Pencil in More Changes
Fish managers adjust rules in state and Federal waters.
By Jerry McBride
Florida and Federal fish managers have demonstrated once again why anglers should only use erasable pencils to jot down what species are allowable to harvest.
When the season reopens Jan. 1, kayak anglers chasing greater amberjack in Gulf of Mexico waters will need a bigger cooler in both state and federal waters. Florida state managers followed the new federal guidelines, increasing the legal minimum length from 30 to 34 inches. The new rules were enacted so a greater percentage of the overfished species will reach sexual maturity prior to harvest. Total annual allowable catch has also been reduced from 1,780,000 to 1,720,000 pounds. When that limit is reached, the season will close, which occurred Sept. 28 in 2015.
Fish managers hope that by increasing the minimum length for AJs, the recreational harvest season may be extended. The Atlantic minimum length remains at 28 inches.
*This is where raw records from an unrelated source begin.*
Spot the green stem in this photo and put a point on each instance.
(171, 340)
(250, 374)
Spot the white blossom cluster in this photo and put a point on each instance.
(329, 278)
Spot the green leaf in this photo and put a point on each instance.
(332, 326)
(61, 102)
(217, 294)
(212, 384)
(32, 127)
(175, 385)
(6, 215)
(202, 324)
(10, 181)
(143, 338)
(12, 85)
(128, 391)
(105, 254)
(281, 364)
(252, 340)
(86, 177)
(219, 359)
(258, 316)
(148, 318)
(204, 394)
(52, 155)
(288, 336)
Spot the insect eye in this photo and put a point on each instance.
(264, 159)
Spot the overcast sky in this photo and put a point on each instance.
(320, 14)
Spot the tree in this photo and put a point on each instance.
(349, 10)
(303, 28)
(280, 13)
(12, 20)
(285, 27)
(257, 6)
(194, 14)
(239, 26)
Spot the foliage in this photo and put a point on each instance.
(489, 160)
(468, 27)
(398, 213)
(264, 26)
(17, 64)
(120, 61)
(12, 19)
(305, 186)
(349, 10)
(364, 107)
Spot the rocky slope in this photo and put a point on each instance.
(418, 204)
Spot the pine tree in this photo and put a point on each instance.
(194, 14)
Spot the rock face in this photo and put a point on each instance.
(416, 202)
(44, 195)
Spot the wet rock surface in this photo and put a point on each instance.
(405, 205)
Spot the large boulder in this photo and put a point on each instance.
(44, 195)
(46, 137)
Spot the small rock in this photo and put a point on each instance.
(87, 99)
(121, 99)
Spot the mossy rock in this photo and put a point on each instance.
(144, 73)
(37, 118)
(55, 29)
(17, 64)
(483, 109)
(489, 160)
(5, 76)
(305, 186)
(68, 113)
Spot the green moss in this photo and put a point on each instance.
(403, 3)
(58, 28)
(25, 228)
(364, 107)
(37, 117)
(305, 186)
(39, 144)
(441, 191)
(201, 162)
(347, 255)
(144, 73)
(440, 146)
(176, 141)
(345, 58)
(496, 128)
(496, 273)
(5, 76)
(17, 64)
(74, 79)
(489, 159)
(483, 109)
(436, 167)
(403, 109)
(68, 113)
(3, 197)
A 1-fish bag limit remains in effect in both the Atlantic and Gulf.
Conversely, on the Atlantic coast, the gray triggerfish minimum length has been reduced from 14 to 12 inches in state waters (out to 3 miles), with a 10-fish bag limit—but only until October 31, 2016, when the stock will be reassessed. Like I said, write it down in pencil.
Kayakers need to keep in mind that Florida's snook harvest season closed in Gulf of Mexico waters Dec. 1, and will reopen March 1, 2016. Atlantic snook season closedDec. 15, and will reopen Feb. 1.
Finally, should the Secretary of Commerce approve, Amendment 28 will reallocate 352,000 pounds of Gulf of Mexico red snapper from commercial to recreational use in 2016. Kayakers would especially welcome the additional fish, as the northern Gulf is one of the few areas where the prized offshore catch is accessible to the plastic navy.